Quando si è adombrata la possibilità di ricorrere al MES, Meccanismo europeo di stabilità, detto anche Fondo salva-Stati, che presta denaro vincolandolo all’imposizione di scelte di politica macroeconomica ai paesi aderenti, da parte italiana e di altri Stati del sud Europa si sono sollevati dubbi e resistenze perché imporrebbe regole di rientro dal prestito che scatenerebbero una pioggia di austerità, che annullerebbe ogni possibilità di ripresa e aprirebbe la via a una sicura recessione. Difatti questa è stata la bollente questione che ha esagitato il vertice dei capi di Stato europei del 26 marzo, dove l’incubo di far la fine della Grecia aleggiava sostenuto dai paesi del Nord Europa, con Germania in prima fila.
D’altro canto, la Banca centrale europea, smentendo clamorosamente la sua Presidente Christine Lagarde, nel giro di pochi giorni ha predisposto un piano d’intervento sui mercati finanziari di circa 750 miliardi di euro di qui fino alla fine di questo “indimenticabile” anno. Si tratta di un’operazione tesa a smorzare l’impatto che la pandemia sta avendo sulle borse e il mercato dei titoli di Stato, una sorta di antivirus per le obbligazioni statali, per il settore privato e quello bancario sotto forma di denaro contante che sostituisce titoli a rischio di svalutazione.

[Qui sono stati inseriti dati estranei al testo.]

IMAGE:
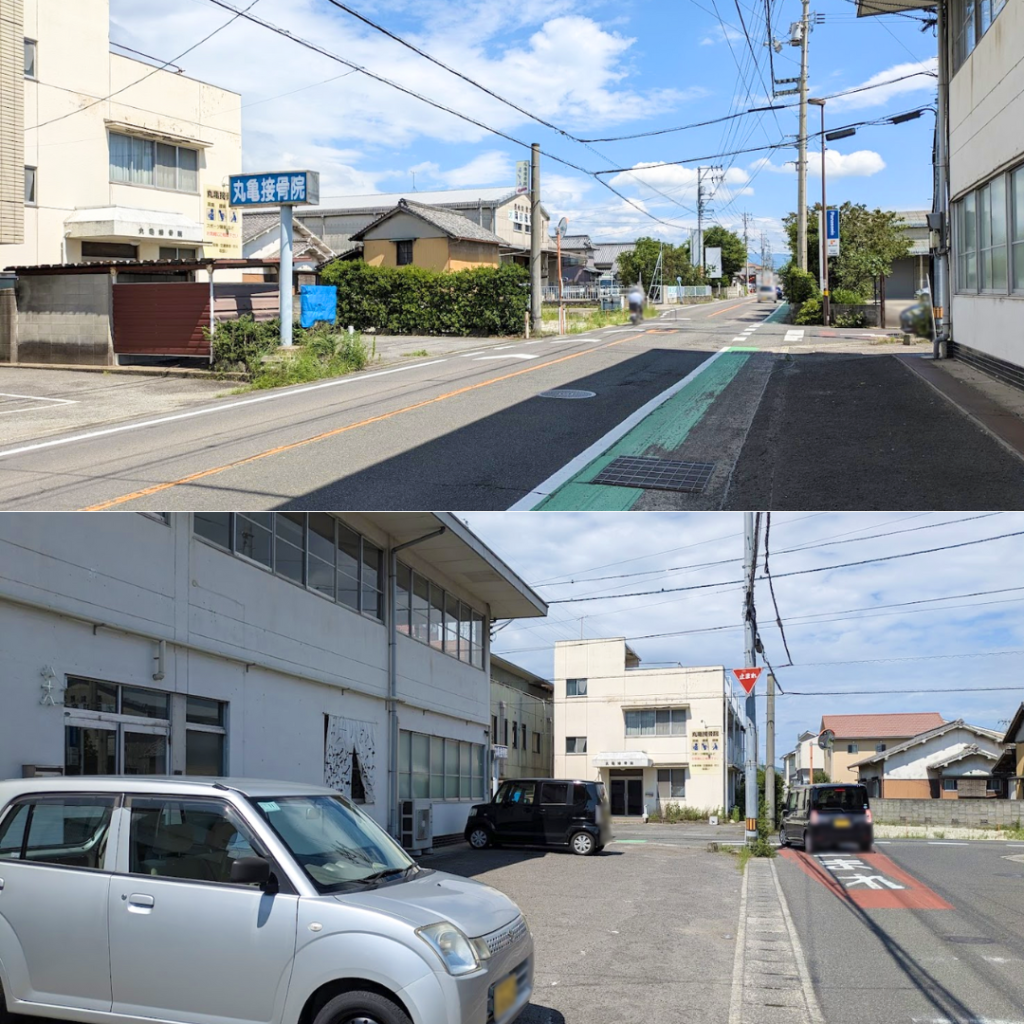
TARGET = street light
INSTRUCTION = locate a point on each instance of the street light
(824, 217)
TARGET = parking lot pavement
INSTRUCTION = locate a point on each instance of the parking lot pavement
(639, 932)
(38, 403)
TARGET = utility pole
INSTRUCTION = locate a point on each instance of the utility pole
(747, 257)
(536, 228)
(770, 753)
(750, 657)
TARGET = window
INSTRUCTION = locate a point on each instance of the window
(143, 162)
(992, 236)
(554, 793)
(1017, 227)
(312, 550)
(439, 768)
(576, 687)
(970, 20)
(194, 840)
(671, 783)
(109, 250)
(69, 830)
(176, 252)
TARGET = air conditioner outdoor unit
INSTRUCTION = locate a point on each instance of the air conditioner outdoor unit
(417, 825)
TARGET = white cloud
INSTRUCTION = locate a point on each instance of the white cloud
(546, 546)
(882, 93)
(859, 164)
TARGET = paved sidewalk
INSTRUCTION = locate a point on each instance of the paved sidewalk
(770, 980)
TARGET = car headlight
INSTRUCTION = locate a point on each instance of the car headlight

Si badi bene però: come ha sottolineato Luigi Pandolfi su il manifesto del 20 marzo, «la montagna di soldi che la BCE ha messo sul piatto non andrà a finanziare la costruzione di ospedali, infrastrutture viarie, ferrovie, scuole o case popolari. Né contribuirà a creare nuovi posti di lavoro e a garantire un reddito a chi oggi non ce l’ha. I titoli che vengono acquistati sono quelli che hanno in pancia le banche. Non c’è alcun finanziamento di spesa pubblica aggiuntiva, per essere chiari».

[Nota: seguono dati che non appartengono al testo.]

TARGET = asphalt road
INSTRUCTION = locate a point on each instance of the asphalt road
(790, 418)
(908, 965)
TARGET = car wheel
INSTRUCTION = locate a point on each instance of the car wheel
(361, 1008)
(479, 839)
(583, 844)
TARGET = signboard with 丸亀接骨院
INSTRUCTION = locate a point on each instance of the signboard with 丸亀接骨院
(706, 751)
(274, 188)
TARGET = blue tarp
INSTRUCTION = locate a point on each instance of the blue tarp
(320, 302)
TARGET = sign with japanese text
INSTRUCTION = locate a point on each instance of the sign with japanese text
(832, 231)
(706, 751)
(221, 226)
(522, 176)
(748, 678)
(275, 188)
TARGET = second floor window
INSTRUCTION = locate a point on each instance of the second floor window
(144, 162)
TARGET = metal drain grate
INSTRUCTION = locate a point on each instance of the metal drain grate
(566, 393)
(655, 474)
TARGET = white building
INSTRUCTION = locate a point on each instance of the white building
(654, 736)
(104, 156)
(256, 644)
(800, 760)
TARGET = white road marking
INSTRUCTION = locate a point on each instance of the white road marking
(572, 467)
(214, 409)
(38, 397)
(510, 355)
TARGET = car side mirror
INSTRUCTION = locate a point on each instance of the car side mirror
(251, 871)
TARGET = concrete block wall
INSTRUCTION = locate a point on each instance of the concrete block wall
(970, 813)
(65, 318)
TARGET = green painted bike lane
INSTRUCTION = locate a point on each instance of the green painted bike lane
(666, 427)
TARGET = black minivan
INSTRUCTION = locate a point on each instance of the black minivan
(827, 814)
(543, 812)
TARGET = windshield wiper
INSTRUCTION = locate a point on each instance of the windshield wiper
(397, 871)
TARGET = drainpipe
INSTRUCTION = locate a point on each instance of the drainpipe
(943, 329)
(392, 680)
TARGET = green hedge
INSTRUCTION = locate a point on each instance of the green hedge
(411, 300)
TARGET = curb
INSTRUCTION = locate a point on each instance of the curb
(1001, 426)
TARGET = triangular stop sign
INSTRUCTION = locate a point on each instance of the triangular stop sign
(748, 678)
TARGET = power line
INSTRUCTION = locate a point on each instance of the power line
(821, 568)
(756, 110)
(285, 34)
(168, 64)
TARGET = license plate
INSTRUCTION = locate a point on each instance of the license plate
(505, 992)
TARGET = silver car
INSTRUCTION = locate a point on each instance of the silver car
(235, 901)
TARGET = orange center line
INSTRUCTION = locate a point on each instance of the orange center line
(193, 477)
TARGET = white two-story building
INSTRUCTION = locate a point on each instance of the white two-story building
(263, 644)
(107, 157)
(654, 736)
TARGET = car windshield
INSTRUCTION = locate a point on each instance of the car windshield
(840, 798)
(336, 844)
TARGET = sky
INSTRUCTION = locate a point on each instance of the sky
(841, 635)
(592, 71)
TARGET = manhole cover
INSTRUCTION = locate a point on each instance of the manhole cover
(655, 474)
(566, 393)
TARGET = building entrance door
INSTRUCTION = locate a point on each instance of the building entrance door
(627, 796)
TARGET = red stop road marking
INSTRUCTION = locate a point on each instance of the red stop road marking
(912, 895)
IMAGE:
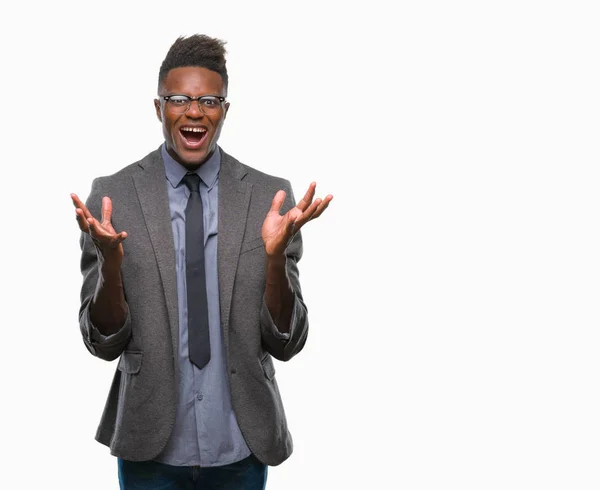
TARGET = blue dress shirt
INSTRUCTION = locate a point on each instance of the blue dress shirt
(206, 432)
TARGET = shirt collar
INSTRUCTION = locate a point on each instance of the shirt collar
(208, 171)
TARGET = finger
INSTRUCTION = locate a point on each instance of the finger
(106, 209)
(81, 221)
(308, 197)
(293, 224)
(306, 215)
(118, 239)
(78, 204)
(322, 207)
(277, 202)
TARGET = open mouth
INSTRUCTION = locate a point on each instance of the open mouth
(193, 137)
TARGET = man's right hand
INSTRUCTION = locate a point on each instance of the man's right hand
(107, 241)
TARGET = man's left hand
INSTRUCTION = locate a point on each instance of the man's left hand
(278, 231)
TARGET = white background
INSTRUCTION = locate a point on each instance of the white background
(452, 285)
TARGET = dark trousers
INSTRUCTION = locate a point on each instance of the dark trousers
(248, 474)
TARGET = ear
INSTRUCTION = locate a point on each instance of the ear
(157, 108)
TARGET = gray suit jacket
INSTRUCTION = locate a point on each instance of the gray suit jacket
(140, 410)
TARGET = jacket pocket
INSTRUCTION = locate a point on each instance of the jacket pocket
(130, 362)
(268, 367)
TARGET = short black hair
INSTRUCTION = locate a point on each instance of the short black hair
(196, 50)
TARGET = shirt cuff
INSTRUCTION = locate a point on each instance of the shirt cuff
(268, 320)
(96, 337)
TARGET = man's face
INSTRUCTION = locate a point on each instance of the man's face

Non è questo l’unico modo adombrato dagli economisti di scuola liberista. Negli Stati Uniti oltre che a Hong Kong o in Turchia, è stata rilanciata l’idea di distribuire un reddito di base alla popolazione disoccupata o senza reddito, detto anche helicopter money, cioè distribuzione diretta dei soldi ai cittadini, se non altro per sostenere i consumi di prima necessità ed evitare lo scoppio di rivolte. Il sistema dell’helicopter money si configura come un esempio di socializzazione delle risorse attuata dal capitalismo stesso. È, peraltro, una contraddizione in essere, una risposta temporanea e minimale, un paradosso che non può reggere a lungo e che andrebbe presto sciolto in un modo (socializzazione dei mezzi di produzione, pianificazione della produzione secondo le esigenze materiali della società) o nell’altro (inflazione generalizzata, impoverimento delle classi subalterne, crollo di mercati e borse, distruzione di forze produttive e poi, forse, lenta ripresa all’insegna dei rapporti di produzione capitalisti).